Before returning generated Rex code:

  1. Put top-level reusable functions in fn declarations (they are mutually recursive).
  2. Use let rec only for local recursive helpers inside expressions.
  3. Add annotations where constructor or numeric ambiguity is likely (Empty, zero, overloaded methods).
  4. Ensure the final expression returns a visible result (often a tuple for demos).
  5. Run cargo run -p rex-cli --bin rex -- /tmp/snippet.rex and fix all parse and type errors.

Syntax Pitfalls

1) Recursion model

  • Top-level fn declarations are mutually recursive.
  • Top-level type and fn declarations end with ;; indentation and newlines do not terminate them.
  • Single recursive local helper: let rec
  • Mutually recursive local helpers: let rec with commas between bindings.

Top-level mutual recursion:

fn even : i32 -> bool = \n ->
  if n == 0 then true else odd (n - 1);

fn odd : i32 -> bool = \n ->
  if n == 0 then false else even (n - 1);

even 10
let rec
  even = \n -> if n == 0 then true else odd (n - 1),
  odd = \n -> if n == 0 then false else even (n - 1)
in
  even 10

If you define local helpers in plain let and reference each other, you will get unbound-variable errors. Use let rec for local recursion.

2) List construction and list patterns

  • Pattern matching: x::xs is valid in case patterns.
  • Expression construction: x::xs and Cons x xs are equivalent (list literals are also valid). Cons uses normal constructor and function call style (Cons head tail).

Equivalent:

x::xs
Cons x xs

3) ADT equality is not implicit

Do not assume custom ADTs automatically implement Eq. For example, comparing Node values with == can fail with a missing-instance type error.

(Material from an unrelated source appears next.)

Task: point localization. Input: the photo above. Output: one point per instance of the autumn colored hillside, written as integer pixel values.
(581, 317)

For small enums and ADTs, write an explicit equality helper:

node_eq = \a b ->
  match (a, b) with {
    case (A, A) -> true;
    case (B, B) -> true;
    case _ -> false;
  }

Related: avoid checking list emptiness with direct equality like xs == [] in generic code. Prefer an explicit matcher helper.

4) Ambiguous constructors (for example Empty)

Constructors like Empty can be ambiguous when multiple ADTs define the same constructor name (for example List.Empty and Tree.Empty).

Disambiguate with an annotation at the binding site:

type Tree = Empty | Node { key: i32, left: Tree, right: Tree };

let
  t0: Tree = Empty
in
  match t0 with {
    case Empty -> 0;
    case Node {key, left, right} -> key;
  }

5) Reserved identifiers

Avoid bindings that collide with keywords (for example as). Use alternatives like xs1, lefts, rest1, and similar.

6) Constructor patterns with literals

Some forms like Lit 1 inside nested patterns can fail to parse. Prefer simpler constructor patterns and do literal checks in expression logic if needed.

Also avoid relying on tuple and list patterns that include numeric literals in one branch (for example (x::_, 0)); match structurally first, then use an if guard in expression code.

Validation Workflow

Before emitting generated Rex snippets in docs:

  1. Save the snippet to a temporary .rex file.
  2. Run cargo run -p rex-cli --bin rex -- /tmp/snippet.rex.
  3. If parse or type errors appear, fix and re-run until clean.